Kahramanlık kaşesini Erdoğan’dan alan polisin sokaktaki hedefli saldırıları can almaya devam ediyor. Ateşkes devam ederken polisler dışındaymış gibi bir mesaj vermek istiyorlar. Hakkını arayan öğrencilere binlerce liralık cezalar yağdıran Erdoğan ağzını açmıyor.
İçişleri Bakanı provakasyon açıklaması yaparken mezarların tahrip edilmesi konusuna bilerek girmiyor. Medeni Yıldırım’ın ölümünden önce karakol yapımına öfkelenen halka ilk kurşunu sıkan, ölüye saygıyı talep eden Gever Halkı’na ilk kurşunu sıkan AKP’nin polisi, elbette ki hesabı verecek.
***
Barış sürecine Kürt Halkı tarihsel ve politik mücadelesi ile kökten bağlılık içerisinde olduğunu yine gösteriyor. Mehmet Reşit İşbilir ve Veysel İşbilir’in yakınları diyor ki “Canlarımız gitti ama ne olursa olsun barışı haykırmaya devam edeceğiz. Barış için mücadelemizden vazgeçmeyeceğiz.” Kürt Hareketi’nin yöneticilerinin açıklamaları da bu yönde.
***
AKP’nin Hakkari valisi, Ali İsmail’in ölümünden sonra halkı yanıltmak için “arkadaşları yapmıştır” diyen Eskişehir valisi gibi “teröristler öldürüldü" dedi. Sonra da mahkemede üç kardeşimizin katilini korumaya devam edecekler. Tıpkı Ethem Sarısülük’ün katilini korudukları gibi. Polis-Vali-Mahkeme paketi ile AKP halkları yıldıracağını sanıyor. Bu şekilde zalimlikte kök salmak istiyor.
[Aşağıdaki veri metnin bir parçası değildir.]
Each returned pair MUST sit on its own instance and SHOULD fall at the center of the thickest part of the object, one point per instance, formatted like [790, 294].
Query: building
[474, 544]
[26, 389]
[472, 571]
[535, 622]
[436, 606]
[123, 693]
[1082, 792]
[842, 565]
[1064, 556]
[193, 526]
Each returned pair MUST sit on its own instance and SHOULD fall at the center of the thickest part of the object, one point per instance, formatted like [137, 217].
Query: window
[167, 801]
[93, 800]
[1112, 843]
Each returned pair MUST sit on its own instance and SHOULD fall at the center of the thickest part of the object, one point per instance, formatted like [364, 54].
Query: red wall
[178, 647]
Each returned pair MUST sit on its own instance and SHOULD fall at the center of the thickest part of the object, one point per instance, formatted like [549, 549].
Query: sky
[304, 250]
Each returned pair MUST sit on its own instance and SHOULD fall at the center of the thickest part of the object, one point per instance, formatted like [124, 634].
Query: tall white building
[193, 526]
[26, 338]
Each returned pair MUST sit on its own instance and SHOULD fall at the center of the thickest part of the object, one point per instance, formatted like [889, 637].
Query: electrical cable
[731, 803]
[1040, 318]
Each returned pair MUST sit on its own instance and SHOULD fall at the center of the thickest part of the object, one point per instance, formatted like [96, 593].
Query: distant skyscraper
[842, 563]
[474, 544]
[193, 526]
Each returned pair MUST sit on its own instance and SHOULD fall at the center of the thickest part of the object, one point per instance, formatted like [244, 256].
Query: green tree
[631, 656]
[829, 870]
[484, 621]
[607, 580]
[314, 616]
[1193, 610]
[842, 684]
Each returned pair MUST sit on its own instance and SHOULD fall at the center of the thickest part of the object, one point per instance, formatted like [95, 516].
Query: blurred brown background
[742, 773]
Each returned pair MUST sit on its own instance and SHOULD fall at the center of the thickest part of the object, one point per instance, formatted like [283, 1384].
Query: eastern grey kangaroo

Cenazeye binlerce insanın sahip çıkması, sokaktaki öfke ile AKP alacağı cevabı aldı. Fırat’ın doğusunda ve batısında Roboski’yi, Medeni’yi unutmayan halklar Gever’de kaybettiğimiz kardeşlerimizi de unutmayacak!
***
Gezi’de kaybeden, Hakkari’de de seçimlerde kaybedeceği kesin olan AKP, gözden çıkardıklarının canına kast edeceğini ilan etmek istiyor.
Tarih, direnenlerin kazanacağını, istediği yere varamayacağını Ortaçağ’daki meydanlardaki cezalandırmalara özenen AKP’nin kafasına kazıyacak.
Türkiye’de Kürtler olmadan barış olamayacağını AKP kabul etmek zorunda kaldı. Batıda da müzakere süreci Kürt sorununa yaklaşım konusunda bir ilerleme katetti. Çözüm süreci ile ölüm haberinin gelmemesine artık çok fazla insan bağlı. İşte AKP’yi köşeye sıkıştıran ve kaybettirecek olan, barışı kalıcılaştıracak olan da bu bağlılıktır.
***
Güney Afrika’daki ırkçılığı yenen Nelson Mandela’ya herkes büyük hayranlıklarını dile getiriyor. Türkiye’de Kürtler’e yıllarca bölücü diyerek karalamak isteyenler gibi ona da yıllarca bir karalama kampanyası yürütmüşlerdi. Özellikle töreninde toplanan, bir çok ülkeye faşizm taşıyan ABD, Fransa gibi ülkeler ve devlet adamları devlet adamları (Obama, Sarkozy). Mandela halkını ırkçılardan kurtarmak için barış mücadelesinde yolları tıkandığında silahlı mücadele yürütürken bu emperyalist ülkeler tarafından terörist ve komünist ilan edilmişti. Daha sonra barış ödülü vermek için sıraya giren bu ülkeler şimdi de cenazesinde toplanıyorlar. Kenan Evren’e de verilen Atatürk Barış Ödülü’nü kabul etmeyen Mandela Kürtler’e yapılan zalimliğe tavır alıp Özal Hükümeti’ne ders vermişti.
Ve demişti ki; “özgürlük için gökyüzünü satın almanıza gerek yok, ruhunuzu satmayın yeter.”
Özgürlüğü için, ruhunu satanlara inat, yıllardır kararlı mücadelesinden vazgeçmeyen gökyüzü kadar kıymetli Kürt Halkı ve Mandela’ya saygılar.